Worldwide, big business is coming to realize the importance of data analytics. According to a 2017 Gartner study, “Out of 13 marketing capabilities, chief marketing officers [polled by Gartner] allocate 9.2 percent of their total marketing expense budget on marketing analytics — the most of any capability.” Only a couple of years earlier, analytics occupied 4th place in terms of marketing spending.
In absolute numbers, spending 9.2 percent of a marketing budget of, say, $10 million is $920,000, and not an uncommon price tag for data analytics projects. Amazon spends $7.2 billion on marketing worldwide, and data analytics is Amazon’s core competency.

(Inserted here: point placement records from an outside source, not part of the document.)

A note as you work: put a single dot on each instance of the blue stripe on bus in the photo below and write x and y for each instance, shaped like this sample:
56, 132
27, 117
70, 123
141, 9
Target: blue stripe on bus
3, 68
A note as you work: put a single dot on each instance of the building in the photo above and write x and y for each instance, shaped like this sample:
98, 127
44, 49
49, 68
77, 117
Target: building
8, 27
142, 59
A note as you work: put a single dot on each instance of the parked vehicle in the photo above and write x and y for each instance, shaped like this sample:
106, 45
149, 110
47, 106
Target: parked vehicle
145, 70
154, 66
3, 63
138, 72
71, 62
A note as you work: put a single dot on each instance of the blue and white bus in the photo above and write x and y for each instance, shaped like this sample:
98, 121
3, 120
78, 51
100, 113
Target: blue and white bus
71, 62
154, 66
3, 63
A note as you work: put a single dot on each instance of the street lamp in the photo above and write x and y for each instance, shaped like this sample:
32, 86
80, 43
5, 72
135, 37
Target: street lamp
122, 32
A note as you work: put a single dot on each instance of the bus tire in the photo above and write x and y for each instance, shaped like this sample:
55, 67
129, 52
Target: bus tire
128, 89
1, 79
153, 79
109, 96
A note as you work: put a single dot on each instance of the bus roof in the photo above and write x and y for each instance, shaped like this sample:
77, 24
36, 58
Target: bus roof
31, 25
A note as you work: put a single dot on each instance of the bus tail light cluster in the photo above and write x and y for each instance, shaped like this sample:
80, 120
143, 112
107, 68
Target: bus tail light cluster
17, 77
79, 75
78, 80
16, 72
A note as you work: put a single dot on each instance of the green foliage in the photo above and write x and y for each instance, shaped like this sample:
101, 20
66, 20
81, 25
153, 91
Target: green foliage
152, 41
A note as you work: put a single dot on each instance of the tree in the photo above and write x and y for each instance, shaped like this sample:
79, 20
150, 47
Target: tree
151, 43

Data science truly becomes the secret weapon of large corporations to cut costs and anticipate customer expectations.
Smaller businesses in danger
But what kind of insight can $5,000, which is 10 percent of a marketing budget of, say, $50,000, buy? Right now, not much. “If you do not have five to six figure budget, you will not get anything of value out of the data”, said DATAVLT’s co-founder Michelle Yeo.
According to PayScale, a median data analyst salary in Shanghai, China, is around $14,000 a year. In Singapore, the same skill set is worth about $33,839 a year, without bonuses. This is a bare minimum expense required even to be able to analyse data with at least some sophistication. Expensive analytical tools add even more to the price, without any break-through results guaranteed.

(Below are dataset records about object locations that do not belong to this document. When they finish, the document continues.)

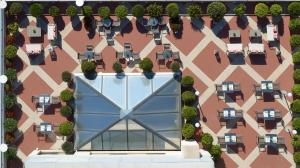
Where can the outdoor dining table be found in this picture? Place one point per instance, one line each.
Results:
(230, 139)
(269, 114)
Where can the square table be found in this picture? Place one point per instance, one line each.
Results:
(266, 86)
(228, 87)
(34, 31)
(230, 139)
(229, 113)
(269, 114)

DATAVLT says that if their predictions are correct, the first candidates for extinction are small and medium businesses.
Despite the doom and gloom, DATAVLT sees an opportunity for itself. The company targets its affordable Software as a Service (SaaS) data analytics product specifically to smaller and medium business, seeing the most potential demand in the Asia-Pacific region. It bets on blockchain as a cost-cutting tool. Even with a share less than 0.01 percent of the current market, DATAVLT plans to achieve a revenue of about $50 million in seven years.
In essence, DATAVLT’s platform crosses all available and relevant customer data, for example, services consumption, communication and behavior, with different external and open data sources. The engine takes into account economical, sociological, and anthropological information, and then correlates the data with behavioural inputs like profiling, tonality, and sentiment. The result of this correlation is data which is much deeper and analysis that is more meaningful, the company says.
“It is about empowerment. In an age where the norm is for large corporations to dominate, we can build something inclusive where independent brands can thrive and play a role in building the community together as an alternative. For that to happen, we actually have to help each other out”, says Michelle Yeo.